Die bemerkenswertesten Fälle für Feuerwehr und Polizei in ihrer härtesten Nacht des Jahrers:

  • An der Fährstraße/Georg-Wilhelm-Straße (Wilhelmsburg) brannte das Dachgeschoss eines vierstöckigen Wohngebäudes. Die Retter brachten zwei Gehbehinderte in Sicherheit.
  • An der Schützenstraße (Bahrenfeld) wurden aus einem Fenster scharfe Schüsse abgefeuert. Weil das schon in den Vorjahren so war, hatten sich Zivilfahnder auf die Lauer gelegt. Mit Unterstützung von Bereitschaftspolizei und Diensthund „Faron“ stürmten sie die Wohnung und nahmen sechs Männer im Alter zwischen 24 und 49 Jahren fest. Diensthund „Faron“ spürte eine Neun-Millimeter-Pistole mit gefülltem Magazin, 85 Patronen und sechs Patronenhülsen auf. Wer von den Männern geschossen hat, sollen nun die Schmauchspuren zeigen.

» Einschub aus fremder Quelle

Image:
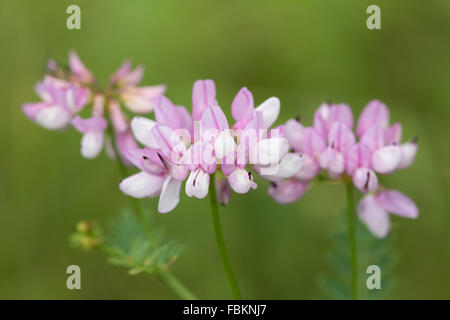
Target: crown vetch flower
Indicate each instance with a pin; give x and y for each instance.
(92, 129)
(194, 151)
(61, 100)
(374, 209)
(331, 145)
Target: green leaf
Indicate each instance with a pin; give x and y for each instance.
(140, 249)
(129, 242)
(335, 283)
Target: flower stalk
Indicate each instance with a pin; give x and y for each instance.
(221, 243)
(352, 238)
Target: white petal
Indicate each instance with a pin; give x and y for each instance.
(142, 185)
(197, 184)
(224, 145)
(374, 216)
(91, 144)
(170, 195)
(409, 151)
(386, 159)
(290, 165)
(239, 180)
(53, 118)
(271, 150)
(270, 110)
(142, 130)
(201, 185)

  • Am Jungfernstieg (Innenstadt) feuerte ein 24-Jähriger aus dem Fenster seines VW Passat mit einer Pistole. Als Fahnder den Mann stoppen wollten, gab dieser Gas und fuhr einem Polizisten über den Fuß. Dank seiner Schutzausrüstung blieb er unverletzt. Auf der Lombardsbrücke war die Flucht beendet, der Schütze wurde vorläufig festgenommen. Im Fußraum des Passat lagen eine Schreckschusspistole und Munition.
  • An der Fuhlsbüttler Straße (Fuhlsbüttel) brannte ein Keller. Ein Bewohner wurde per Drehleiter aus dem dritten Stock gerettet. Zwei Personen kamen mit Rauchgasvergiftung ins Krankenhaus.
  • Am Hellmesbergerweg (Rahlstedt) explodierte einem Mann (40) ein Böller in der Hand. Er erlitt schwere Verletzungen und kam ins Krankenhaus.

Die Stadtreinigung begann noch in der Nacht mit dem Großreinemachen. Zirka 25 Tonnen Feier-Abfall kamen zusammen.